One cannot exclude that the reason of the problem in an infinite loop inside Geant4. Control of loops were introduced later. It is not possible to backport in all places but if the class responsible for the infinite loop will be identified the fix may be added.
Perhaps try running w/o the SIM step to completely confirm the cause of the crash?
On Apr 24, 2022, at 10:00 PM, Vladimir Ivantchenko @.***> wrote:
@makortel , may this code be backported to 7_1_X?
One cannot exclude that the reason of the problem in an infinite loop inside Geant4. Control of loops were introduced later. It is not possible to backport in all places but if the class responsible for the infinite loop will be identified the fix may be added.
— Reply to this email directly, view it on GitHub, or unsubscribe. You are receiving this because you are subscribed to this thread.
may this code be backported to 7_1_X?
Actually it has already been backported in 7_1_X in https://github.com/cms-sw/cmssw/pull/34362, but after 7_1_47 and (AFAICT) there has been no releases in 7_1_X since.
@Tommaso93 , likely working solution to reduce statistics per run is the best what you can do.

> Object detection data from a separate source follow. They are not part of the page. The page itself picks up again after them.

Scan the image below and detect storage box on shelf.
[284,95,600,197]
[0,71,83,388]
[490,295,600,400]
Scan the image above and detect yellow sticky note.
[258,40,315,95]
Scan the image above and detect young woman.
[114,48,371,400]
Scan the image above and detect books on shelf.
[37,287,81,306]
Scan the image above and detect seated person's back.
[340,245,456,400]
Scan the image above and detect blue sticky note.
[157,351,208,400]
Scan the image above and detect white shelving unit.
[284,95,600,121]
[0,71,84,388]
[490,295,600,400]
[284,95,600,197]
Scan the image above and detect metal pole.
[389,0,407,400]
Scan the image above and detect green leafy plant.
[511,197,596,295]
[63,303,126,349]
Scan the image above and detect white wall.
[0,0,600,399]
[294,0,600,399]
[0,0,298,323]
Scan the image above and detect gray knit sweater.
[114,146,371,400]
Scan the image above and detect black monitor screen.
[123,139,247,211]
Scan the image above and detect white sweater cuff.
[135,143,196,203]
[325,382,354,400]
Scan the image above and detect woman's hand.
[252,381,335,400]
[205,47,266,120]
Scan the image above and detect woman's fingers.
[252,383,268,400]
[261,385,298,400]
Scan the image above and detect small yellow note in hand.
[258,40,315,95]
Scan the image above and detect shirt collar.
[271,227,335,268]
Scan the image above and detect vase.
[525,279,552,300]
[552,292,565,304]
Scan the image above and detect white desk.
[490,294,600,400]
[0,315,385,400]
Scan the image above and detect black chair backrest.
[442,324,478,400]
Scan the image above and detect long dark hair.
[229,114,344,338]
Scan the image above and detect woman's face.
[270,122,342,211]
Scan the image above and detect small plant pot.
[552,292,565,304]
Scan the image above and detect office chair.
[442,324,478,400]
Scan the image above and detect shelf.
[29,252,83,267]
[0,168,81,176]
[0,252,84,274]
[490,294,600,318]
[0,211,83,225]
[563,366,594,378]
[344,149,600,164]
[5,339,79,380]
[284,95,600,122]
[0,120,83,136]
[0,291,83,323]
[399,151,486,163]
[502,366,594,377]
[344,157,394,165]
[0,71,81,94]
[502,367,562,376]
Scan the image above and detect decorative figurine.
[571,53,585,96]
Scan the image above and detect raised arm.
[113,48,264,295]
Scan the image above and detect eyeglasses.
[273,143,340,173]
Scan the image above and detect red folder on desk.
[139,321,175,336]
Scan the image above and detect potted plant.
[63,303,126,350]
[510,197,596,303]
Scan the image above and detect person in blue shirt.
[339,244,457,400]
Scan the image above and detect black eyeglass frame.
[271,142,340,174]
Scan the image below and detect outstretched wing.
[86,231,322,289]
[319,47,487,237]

Any software patch to this release may be a problem.
If the problem is inside Geant4, then loop(s), which provoke the crash, likely are not infinite but very long. In Geant4 after 7_1 many fixes and protections for long loops were introduced. Most are included into Run-2 legacy 10_6 (Geant4 10.4.3).
If indeed we want to understand what happens, then as the first step it would be needed to run a test, in which GEN-SIM step is substituted by GEN only step as @davidlange6 proposed. This would be a minimal check. If Geant4 is responsible, I am not sure if we should do next steps.
Dear experts, this issue is a follow-up of this thread on CMS talk: https://cms-talk.web.cern.ch/t/externallheproducer-fatal-exception-lhe-file-contains-more-events-than-requested/8904
During the validation of several requests on McM (e.g. HIG-RunIISummer15wmLHEGS-05269), the following fatal error appears:
----- Begin Fatal Exception ----------------------- An exception of category ‘EventGenerationFailure’ occurred while [0] Processing run: 1 [1] Calling endRun for unscheduled module ExternalLHEProducer/‘externalLHEProducer’ Exception Message: Error in ExternalLHEProducer::endRunProduce(). Event loop is over, but there are still lhe events to process.This could happen if lhe file contains more events than requested. This is never expected to happen. ----- End Fatal Exception ------------------------------------------------
From PdmV side, several attempts have been made to change the SEED during validation, without success. From GEN side, the request setup is correct. Attached you can find the log of the validation failure [McM] Validation failed for HIG-RunIISummer15wmLHEGS-05269.pdf. From the log, seems that G4 crashes after some Pythia8 errors that are not stopping the execution of the job.
Currently this issue is blocking the McM validation, hence the MC production of these requests.
Best, Tommaso
PS: A workaround that worked, for the moment, is to increase the time/event, tricking the system to run lesser events and therefore avoiding the bugs. This of course does not solve the issue but avoids it, and in tier sites can still happen.